Text mit Fleisch am Knochen

Bei Mundartliedern sind die Texte besonders wichtig. Beide Brüder schreiben ihre eigenen Texte und geben sich dann gegenseitig Rückmeldungen. Die strengsten Kritiker sind sie sich selbst: «Bei den Texten ist es wichtig, dass sie nicht deppert und banal klingen.» Die Texte sollen positiv, zuversichtlich, gleichzeitig konstruktiv und kritisch sein – und ganz wichtig: Humor darf nicht fehlen. Inspiriert werde Elgar Fleisch meist nach einer Phase der Anspannung, wenn die Entspannung eintritt. So fiel ihm der Text des schwerelosen Liedes «sG» auf dem Album «Schmeattaling» nach einem anspruchsvollen Vortrag zu. Er schrieb den Text nieder, verlor kurz darauf allerdings den Zettel mit dem Text im Zug. Doch die Inspiration war so intensiv, dass der Text noch immer präsent war. So leicht fliesst es natürlich nicht immer.

Gegen das «Ein-Welt-Denken»

Menschen, die denken, man könne nur eine Arbeitsform seriös gestalten, nennt er «Ein-Welt-Denker» – oder etwas direkter: «Amöben». «Verschiedene Welten sind bereichernd», ist Elgar Fleisch überzeugt. «Gegenüber meinen Studentinnen und Studenten betone ich immer wieder, wie wichtig es ist, dass sie verschiedene Denkwelten beherrschen.» So wird beispielsweise im Jus-Studium die Fähigkeit vermittelt, sich in das Gegenüber hineinzuversetzen, Informatik hingegen fördert strukturiertes Denken. «Einen Fachbereich durchdringen heisst, eine Denkwelt beherrschen.» Mehrere Denkwelten zu beherrschen sei zwar anstrengend, doch für Fleisch die einzige Möglichkeit, einer Universalbildung näherzukommen.

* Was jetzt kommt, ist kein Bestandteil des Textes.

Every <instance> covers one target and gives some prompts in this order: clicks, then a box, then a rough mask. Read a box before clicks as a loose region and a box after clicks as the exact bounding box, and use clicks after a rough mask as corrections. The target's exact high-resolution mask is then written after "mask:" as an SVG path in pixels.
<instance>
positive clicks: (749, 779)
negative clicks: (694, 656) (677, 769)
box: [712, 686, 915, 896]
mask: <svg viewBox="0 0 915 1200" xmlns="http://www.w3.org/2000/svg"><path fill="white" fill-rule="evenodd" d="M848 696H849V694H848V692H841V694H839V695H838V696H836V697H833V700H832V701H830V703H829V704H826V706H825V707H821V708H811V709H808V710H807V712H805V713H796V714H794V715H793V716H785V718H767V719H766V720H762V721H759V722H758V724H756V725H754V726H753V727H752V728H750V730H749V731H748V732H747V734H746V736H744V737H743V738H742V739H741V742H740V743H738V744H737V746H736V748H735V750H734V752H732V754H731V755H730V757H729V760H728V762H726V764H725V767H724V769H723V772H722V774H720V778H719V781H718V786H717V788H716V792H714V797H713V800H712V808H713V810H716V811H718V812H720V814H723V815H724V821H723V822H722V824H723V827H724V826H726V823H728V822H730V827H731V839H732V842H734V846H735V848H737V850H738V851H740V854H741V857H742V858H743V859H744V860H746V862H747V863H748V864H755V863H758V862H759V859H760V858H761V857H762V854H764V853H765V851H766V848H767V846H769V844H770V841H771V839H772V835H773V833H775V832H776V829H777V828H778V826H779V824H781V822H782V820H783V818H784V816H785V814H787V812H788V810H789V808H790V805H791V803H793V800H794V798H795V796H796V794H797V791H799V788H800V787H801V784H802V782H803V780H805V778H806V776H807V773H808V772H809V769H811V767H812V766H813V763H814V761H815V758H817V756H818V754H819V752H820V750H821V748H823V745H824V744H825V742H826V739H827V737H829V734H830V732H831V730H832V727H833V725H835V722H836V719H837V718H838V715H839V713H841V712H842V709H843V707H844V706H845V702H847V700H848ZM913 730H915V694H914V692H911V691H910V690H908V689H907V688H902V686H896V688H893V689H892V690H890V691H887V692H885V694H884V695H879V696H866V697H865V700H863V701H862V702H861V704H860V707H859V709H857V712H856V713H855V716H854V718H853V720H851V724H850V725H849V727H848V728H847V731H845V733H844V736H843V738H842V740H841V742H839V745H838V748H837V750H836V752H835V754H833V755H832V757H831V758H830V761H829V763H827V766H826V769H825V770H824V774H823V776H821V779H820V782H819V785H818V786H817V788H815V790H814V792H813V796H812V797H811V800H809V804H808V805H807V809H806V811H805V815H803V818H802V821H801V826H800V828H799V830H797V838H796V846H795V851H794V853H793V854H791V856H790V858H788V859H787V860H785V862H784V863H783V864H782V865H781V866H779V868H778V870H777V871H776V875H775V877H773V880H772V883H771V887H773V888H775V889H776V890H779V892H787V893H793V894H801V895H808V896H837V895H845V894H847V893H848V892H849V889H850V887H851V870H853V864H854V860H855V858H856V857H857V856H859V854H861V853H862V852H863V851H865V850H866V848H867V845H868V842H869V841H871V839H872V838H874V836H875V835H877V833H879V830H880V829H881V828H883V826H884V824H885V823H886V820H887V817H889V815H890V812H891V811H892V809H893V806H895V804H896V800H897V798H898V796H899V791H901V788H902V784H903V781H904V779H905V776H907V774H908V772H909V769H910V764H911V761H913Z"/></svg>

Üben, üben, üben – auch zu scheitern

Nach aussen sind Forschung und Musik bei Elgar Fleisch getrennt; diese Welten mag er nicht vermischen. Es bestehen jedoch zahlreiche Parallelen zwischen Forschung und Musik. So habe das Singen auf der Bühne einen Vorteil für das Auftreten im Hörsaal. Auch in der Forschung sei es zudem sehr wichtig, Zwischentöne zu hören und zu spielen. Bei der Disziplin stellt der Professor für Informations- und Technologiemanagement ebenfalls einen Vergleich zur Musik an: Erfolg hat in der Musik und in der Forschung nur, wer hart dafür arbeite – Talent allein reiche nicht. Sowohl in der Musik als auch in der Forschung müsse man mit Niederlagen umgehen können. Ein Konzert vor zwei Personen sei eine gute Ausgangslage, auch mal zu scheitern.  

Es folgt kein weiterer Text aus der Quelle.